We were standing in the hallway outside her apartment. The whole building had a faint aroma like fresh ginger, lemongrass, and five-spice powder had all been put into an aerosol and sprayed. The building where Langston and I lived had its own particular aroma. There was a little less ginger in ours.

“Me too,” I said. I leaned against the wall.

“But you're not that sorry.”

“Well, I'm not racked with heaving sobs,” I said. It was warm enough that she hadn't worn a jacket or a sweater when we left the restaurant. The black dress she was wearing, the same one we'd bought at the mall a few months before, was cut low enough that I could see the creamy brown half-moon of her chest. Just a hint of cleavage, nothing more.

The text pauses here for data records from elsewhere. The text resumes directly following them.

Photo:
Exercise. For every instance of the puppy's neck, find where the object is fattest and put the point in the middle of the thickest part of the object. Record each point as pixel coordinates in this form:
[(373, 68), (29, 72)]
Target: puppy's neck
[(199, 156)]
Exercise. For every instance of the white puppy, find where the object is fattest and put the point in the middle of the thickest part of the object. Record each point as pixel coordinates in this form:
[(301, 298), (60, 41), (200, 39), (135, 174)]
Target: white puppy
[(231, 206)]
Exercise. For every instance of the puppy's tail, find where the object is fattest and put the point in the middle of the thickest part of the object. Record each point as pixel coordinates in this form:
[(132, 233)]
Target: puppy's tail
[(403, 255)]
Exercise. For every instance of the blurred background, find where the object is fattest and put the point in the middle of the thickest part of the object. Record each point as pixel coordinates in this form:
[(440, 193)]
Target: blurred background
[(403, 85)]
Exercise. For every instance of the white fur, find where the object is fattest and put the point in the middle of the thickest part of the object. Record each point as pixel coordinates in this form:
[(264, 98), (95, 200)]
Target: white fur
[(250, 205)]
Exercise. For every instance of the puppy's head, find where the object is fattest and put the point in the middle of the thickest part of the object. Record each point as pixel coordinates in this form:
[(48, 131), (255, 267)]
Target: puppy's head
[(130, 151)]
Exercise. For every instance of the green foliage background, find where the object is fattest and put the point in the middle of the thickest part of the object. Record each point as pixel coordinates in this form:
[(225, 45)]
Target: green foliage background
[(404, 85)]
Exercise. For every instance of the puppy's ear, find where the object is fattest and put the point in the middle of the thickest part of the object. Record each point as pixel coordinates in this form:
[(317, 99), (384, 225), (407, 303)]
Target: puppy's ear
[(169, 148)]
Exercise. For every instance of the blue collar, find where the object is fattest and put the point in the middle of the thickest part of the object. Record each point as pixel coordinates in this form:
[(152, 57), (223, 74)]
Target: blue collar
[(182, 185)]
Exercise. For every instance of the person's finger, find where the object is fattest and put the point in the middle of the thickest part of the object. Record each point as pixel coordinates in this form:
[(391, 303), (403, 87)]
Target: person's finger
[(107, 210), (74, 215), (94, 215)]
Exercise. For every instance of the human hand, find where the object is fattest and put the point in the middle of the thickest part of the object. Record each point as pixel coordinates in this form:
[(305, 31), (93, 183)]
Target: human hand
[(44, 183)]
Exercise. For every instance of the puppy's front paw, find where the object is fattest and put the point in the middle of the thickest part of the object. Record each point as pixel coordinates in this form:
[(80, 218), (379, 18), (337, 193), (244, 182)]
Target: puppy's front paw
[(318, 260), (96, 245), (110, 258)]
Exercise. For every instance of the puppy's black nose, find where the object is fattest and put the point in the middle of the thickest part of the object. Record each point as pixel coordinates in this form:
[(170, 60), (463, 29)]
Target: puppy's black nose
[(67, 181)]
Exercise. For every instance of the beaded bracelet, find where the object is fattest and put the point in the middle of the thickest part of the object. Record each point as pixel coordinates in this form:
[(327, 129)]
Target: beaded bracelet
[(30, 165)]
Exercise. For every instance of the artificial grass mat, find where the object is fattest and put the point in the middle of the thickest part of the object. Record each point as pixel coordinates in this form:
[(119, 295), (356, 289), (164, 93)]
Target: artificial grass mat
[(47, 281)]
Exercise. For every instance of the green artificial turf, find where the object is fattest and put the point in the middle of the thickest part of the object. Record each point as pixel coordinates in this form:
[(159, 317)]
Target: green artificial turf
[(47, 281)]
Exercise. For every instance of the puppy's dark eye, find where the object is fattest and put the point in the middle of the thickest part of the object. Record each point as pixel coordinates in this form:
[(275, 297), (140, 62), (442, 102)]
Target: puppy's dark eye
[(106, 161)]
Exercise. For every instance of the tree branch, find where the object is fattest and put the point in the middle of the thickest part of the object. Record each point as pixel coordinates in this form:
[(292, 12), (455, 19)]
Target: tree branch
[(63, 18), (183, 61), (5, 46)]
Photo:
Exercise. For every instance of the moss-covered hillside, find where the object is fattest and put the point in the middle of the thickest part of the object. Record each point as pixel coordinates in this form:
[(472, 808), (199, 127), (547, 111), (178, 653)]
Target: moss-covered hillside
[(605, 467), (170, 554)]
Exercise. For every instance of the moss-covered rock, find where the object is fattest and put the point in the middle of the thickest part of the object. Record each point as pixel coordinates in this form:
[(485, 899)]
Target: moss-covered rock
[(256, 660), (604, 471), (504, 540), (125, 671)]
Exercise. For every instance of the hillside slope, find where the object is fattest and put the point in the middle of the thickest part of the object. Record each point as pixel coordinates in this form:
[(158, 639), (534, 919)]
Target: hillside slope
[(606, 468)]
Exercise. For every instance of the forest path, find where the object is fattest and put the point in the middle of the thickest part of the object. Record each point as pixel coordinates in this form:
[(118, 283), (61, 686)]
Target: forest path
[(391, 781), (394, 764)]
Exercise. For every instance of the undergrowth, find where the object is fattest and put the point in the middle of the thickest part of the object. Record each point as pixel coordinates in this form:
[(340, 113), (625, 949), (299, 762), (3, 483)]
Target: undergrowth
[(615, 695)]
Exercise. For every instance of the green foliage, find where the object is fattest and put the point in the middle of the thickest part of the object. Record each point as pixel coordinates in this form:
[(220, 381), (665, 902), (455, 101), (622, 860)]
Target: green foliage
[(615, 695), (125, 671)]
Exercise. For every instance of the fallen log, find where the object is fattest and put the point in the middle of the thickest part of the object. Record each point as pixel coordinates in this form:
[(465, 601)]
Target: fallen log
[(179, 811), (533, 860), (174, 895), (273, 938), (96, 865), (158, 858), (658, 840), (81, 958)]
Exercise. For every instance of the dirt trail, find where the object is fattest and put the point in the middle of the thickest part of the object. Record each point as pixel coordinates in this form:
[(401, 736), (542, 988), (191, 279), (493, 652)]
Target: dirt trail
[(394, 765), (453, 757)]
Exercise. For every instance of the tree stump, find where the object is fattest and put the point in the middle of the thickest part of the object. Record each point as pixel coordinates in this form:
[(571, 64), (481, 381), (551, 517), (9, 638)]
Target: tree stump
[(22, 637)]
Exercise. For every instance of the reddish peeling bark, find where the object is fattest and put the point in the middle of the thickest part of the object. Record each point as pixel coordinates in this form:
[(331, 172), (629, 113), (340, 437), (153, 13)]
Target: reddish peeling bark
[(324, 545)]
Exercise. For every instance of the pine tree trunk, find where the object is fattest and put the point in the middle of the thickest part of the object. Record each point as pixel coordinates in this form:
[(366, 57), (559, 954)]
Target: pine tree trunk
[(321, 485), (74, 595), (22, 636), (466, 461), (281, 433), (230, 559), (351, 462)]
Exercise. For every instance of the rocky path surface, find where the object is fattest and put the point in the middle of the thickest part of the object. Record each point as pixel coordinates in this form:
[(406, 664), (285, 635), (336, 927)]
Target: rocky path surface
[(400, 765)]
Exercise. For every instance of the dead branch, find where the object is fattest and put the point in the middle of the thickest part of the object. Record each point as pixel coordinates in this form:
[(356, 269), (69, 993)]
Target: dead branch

It was enough.

“I'm a
laowai,
” I said. “My Mandarin is probably so perfect you forget that.”

“So what does not being Chinese have to do with it?”

“Not everything,” I said. “But a lot. I'm cooking in a Chinese restaurant. Cooking real Chinese food. I'm playing in their ballpark, playing by their rules.”

“Which are not your rules,” Corinne said. “Which must be tough for you.”

“Sometimes those rules don't seem to make much sense. Sometimes they really
don't
make much sense. They're unfair. They're stacked against you.”

“But you still play there?”

“Yes,” I said. “And that's where the fun is. It's hard to explain.” It was. I had thought a lot about it. I still couldn't explain it. Even to myself.

“I like being able to play in that ballpark,” I said. “I take a lot of pride in it. There aren't a lot of people who aren't Chinese who can play there. In fact, even most Chinese can't play in the ballpark of a Chinese restaurant kitchen. So sure, it would have been nice to have won. But in a way, for me at least, just being able to play the game is a kind of winning.”

Corinne nodded. She looked past me like she was thinking about something else. Neither of us said anything for a while. Then, all the sudden, she reached out and took my hand.

“We could,” she said. She looked up at me.

“Oh yeah, we could,” I said. “Easily.” I knew what she was talking about.

“Just as easily as we could have that night after those guys jumped me,” she said.

“More easily.”

“More?”

“Yes,” I said. “This time the evening didn't begin with you getting mugged.”

“That wouldn't have been the most romantic start of things, would it?”

I agreed with her.

She kept looking at me. “But we won't this time either, will we? Even though I didn't get mugged.”

“No, we won't” I said. “Although I wouldn't say ‘won't' in the sense of ‘entirely, never-a-ghost-of-a-chance won't.'”

“Just not tonight,” she said. “Not now?”

I nodded.

“It isn't because you're depressed about not winning, is it?”

“No.”

“Is it because you're still thinking about becoming a Shaker?”

“I was never thinking about becoming a Shaker,” I said. “I thought I made that clear a long time ago.”